Companies must increase emission cuts to help meet carbon budgets

by Search Gate staff. Published Thu 13 Oct 2017 11:15, Last updated: 2017-10-13
UK plc needs to step up efforts to tackle carbon

Companies must set more ambitious greenhouse gas (GHG) emissions reduction targets if the UK is to meet its Carbon Budgets, according to the 2017 edition of the FTSE 350 annual Carbon Disclosure Project (CDP) report, published today.

Just 15% of companies’ emissions reduction targets currently stretch beyond 2020 and in carbon intensive sectors the average duration of a target is just 11 years to 2018 with a 2007 baseline.

This is despite the UK target of 80% reduction in emissions, from 1990 levels, by the year 2050 and the fact that 79% of FTSE 350 reporting companies are now citing climate change regulation as a risk to their business, up from 68% in 2010.

Business needs strong policy signals from Government to encourage further investment in longer term emissions reduction projects.

The report, entitled Can UK Plc help meet the Carbon Budgets?, was written by global professional services firm PwC on behalf of CDP and analysed disclosures from 236 FTSE 350 companies. It showed a rise in the number of reporting companies setting reduction targets from 58% in 2010 to 66% in 2017.

However, of these, just 22% have set absolute targets, with the remainder adopting intensity targets. Only 55% of the respondents from the carbon intensive materials, energy and industrials sectors reported emissions reduction targets, despite accounting for almost three quarters of the total emissions disclosed.

According to the report, just 38% of companies have reduced emissions from some or all of their business as a result of specific emissions reduction measures.
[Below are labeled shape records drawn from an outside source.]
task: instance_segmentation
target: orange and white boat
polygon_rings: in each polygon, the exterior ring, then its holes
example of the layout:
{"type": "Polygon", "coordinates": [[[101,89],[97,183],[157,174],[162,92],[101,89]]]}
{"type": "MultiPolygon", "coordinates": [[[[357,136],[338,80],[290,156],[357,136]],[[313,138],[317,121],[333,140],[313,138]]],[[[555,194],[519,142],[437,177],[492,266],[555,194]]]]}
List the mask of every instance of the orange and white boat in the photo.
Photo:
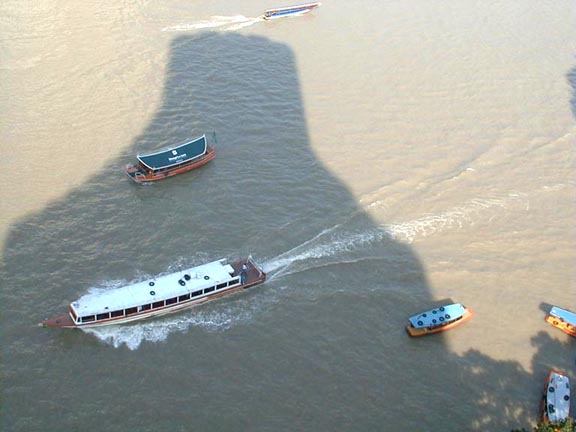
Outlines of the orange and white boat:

Whilst this is an upward trend from 22% in 2010 companies need to implement more emissions reduction activities if the UK is to stay within its carbon budget.

The most popular emissions reduction initiatives related to energy efficiency measures such as building processes, building services and building fabric and behavioural change.

Encouragingly, those companies that have set absolute reduction targets have pledged to reduce emissions by 3.8% per year, a higher level than the 1.7 – 2.6% annual reductions set out in the Carbon Budgets.

There are positive signs that companies are beginning to adapt their strategies to stay ahead of new government regulation in this area. Almost all respondents (91%) have established some emissions reduction activities whether or not they have targets in place, up from 69% in 2010. Staff incentives to better manage climate change issues are now offered by 65% of reporting companies versus 51% in 2010.

CDP’s chief executive officer Paul Simpson said: “Business will play a crucial role in the UK Government meeting its Carbon Budgets and so we need to see a greater take up of long term emissions reduction measures.

"There is a need for new government policies that are both clear and long-term in order to support business setting more ambitious targets and encouraging more emissions reduction activities.”

Alan McGill, partner, sustainability and climate change, PwC said: “The UK Carbon Budgets are relatively new and many companies are still working out what this means for them both strategically and operationally.

"However, this year has seen an increasing number of companies setting demanding emissions reduction targets and critically showing how they derive financial value from tackling their emissions or those in their supply chains."

Defra Minister for Climate Change and Sustainability, Lord Taylor said: “It’s one of Defra’s top priorities to build a strong and sustainable green economy that is resilient to climate change. UK businesses are central to achieving this goal – some are already leading the world in carbon reporting and more and more are setting carbon reduction targets.

"With business, we are working to green and grow our entire economy, protecting our environment and creating new investment, technologies and opportunities for trade.”

A third (33%) of the FTSE 350 failed to respond to CDP this year. As the UK Government will decide later this year whether to mandate corporate reporting on climate change this raises questions about these companies’ preparedness for future regulation.

The Carbon Performance Leadership Index and Carbon Disclosure Leadership Index are revised annually based on company submissions and present the leaders of the FTSE 350 in carbon performance and disclosure respectively.

The top performing companies on both measures this year are Tesco, British American Tobacco, BG Group, Great Portland Estates, GlaxoSmithKline, Serco Group and Cable & Wireless Worldwide.